Another year and another fresh crop of young and eager freshers descend on student cities, anxious to ‘tick’ that ‘must-do’ checklist of Freshers Week.
From upholding the traditions of their predecessors, whether it’s drinking until silly o’clock, terrorising the local neighbourhood with their drunken antics and excessive noise at ungodly hours of the morning or even vandalising the local community, it’s not surprising that Freshers Week is reviled among local residents.
Who could forget just last year a Police Community Support Officer (PCSO) taking to Twitter to document a southern university’s Freshers Week?
While the behaviour of freshers as revealed on the social networking site was by no means excusable, such criticism of students during Freshers Week is unnecessary, especially so when this for the most part rarely reflects their behaviour for the remainder of the academic year.
Just take the outstanding commitment to make a positive difference in the local community demonstrated by the very students who are subjected to such negative coverage.
Just this month, University of Sheffield’s student-led RAG (Raising & Giving) society won the Community Impact Award at the annual National RAG Awards.
Raising a record-breaking £174, 627 last year for local charities including Missing People Charity and Haven House which provides temporary support for women and children fleeing domestic violence, such charities would otherwise not be able to provide much-need support.

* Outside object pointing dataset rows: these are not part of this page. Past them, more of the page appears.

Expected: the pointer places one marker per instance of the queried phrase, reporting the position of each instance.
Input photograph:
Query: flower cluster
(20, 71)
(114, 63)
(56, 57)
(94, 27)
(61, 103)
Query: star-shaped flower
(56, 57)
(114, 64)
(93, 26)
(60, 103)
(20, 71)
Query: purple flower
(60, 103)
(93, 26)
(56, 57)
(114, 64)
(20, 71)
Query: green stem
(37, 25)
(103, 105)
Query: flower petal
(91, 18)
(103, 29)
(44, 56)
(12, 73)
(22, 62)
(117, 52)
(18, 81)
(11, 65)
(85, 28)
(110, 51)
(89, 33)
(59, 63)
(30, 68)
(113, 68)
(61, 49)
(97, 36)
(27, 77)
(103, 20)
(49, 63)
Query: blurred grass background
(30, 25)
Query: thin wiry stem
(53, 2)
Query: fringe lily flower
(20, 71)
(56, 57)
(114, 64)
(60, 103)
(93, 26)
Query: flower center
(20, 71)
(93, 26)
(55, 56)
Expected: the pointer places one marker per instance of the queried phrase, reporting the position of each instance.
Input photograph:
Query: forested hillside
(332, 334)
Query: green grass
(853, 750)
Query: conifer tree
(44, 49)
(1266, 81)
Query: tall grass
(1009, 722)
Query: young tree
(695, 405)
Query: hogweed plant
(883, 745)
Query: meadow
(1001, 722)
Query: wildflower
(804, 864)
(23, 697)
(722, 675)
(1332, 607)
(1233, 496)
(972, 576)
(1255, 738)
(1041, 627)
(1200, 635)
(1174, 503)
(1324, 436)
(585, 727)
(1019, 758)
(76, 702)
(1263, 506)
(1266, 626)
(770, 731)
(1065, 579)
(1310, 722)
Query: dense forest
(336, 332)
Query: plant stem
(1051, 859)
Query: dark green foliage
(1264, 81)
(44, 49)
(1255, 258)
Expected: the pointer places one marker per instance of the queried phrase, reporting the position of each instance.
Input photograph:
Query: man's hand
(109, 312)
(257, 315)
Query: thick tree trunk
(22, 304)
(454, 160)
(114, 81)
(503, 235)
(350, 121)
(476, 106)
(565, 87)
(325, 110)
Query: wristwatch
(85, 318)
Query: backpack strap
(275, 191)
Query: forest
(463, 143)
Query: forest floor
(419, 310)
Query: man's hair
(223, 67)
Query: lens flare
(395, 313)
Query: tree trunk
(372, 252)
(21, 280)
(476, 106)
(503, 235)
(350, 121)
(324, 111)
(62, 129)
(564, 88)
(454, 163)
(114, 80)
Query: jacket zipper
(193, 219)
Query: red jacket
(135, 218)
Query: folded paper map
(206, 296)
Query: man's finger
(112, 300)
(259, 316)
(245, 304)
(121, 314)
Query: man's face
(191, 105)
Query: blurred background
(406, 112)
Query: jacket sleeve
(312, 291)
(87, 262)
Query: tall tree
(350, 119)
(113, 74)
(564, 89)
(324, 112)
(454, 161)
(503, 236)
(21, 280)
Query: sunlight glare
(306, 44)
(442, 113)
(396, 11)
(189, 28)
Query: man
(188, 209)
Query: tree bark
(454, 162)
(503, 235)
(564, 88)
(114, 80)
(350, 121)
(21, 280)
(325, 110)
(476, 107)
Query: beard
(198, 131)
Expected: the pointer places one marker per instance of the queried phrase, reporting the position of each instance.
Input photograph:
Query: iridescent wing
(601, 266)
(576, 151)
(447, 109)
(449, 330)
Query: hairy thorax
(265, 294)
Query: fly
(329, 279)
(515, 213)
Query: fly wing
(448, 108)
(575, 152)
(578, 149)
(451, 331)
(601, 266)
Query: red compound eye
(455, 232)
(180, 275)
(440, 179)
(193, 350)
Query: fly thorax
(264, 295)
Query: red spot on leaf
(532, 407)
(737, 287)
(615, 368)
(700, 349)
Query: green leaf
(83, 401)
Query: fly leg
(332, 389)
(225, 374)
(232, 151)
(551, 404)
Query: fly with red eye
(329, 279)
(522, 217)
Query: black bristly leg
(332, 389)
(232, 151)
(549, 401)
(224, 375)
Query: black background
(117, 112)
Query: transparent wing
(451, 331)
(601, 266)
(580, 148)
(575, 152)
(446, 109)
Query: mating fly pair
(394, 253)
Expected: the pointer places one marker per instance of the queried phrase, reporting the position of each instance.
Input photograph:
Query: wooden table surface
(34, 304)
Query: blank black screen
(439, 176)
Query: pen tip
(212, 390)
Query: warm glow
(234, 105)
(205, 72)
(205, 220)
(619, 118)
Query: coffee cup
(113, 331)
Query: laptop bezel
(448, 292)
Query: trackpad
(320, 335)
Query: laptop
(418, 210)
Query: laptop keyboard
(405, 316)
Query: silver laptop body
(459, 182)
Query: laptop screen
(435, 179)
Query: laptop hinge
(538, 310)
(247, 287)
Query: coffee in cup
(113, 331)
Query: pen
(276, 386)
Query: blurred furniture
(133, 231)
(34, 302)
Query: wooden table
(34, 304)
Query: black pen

Students are working harder than ever before to stand out from their fellow graduates in the competitive job market.
In an era of gloomy employment prospects (at present employers are now reported to be receiving 56 applications per graduate position). Now a 2:1 and part-time job doesn’t always secure post-graduate employment, so many students are increasingly under pressure to spruce their CVs, even from Freshers Week.
Whether it’s seizing opportunities to make a positive difference in their Students’ Unions by representing fellow students as Union Officers, running student societies and clubs on campus or juggling unpaid internships alongside essay deadlines, undergraduates are more often than not investing their free time wisely rather than frittering it away hung-over three or four mornings a week.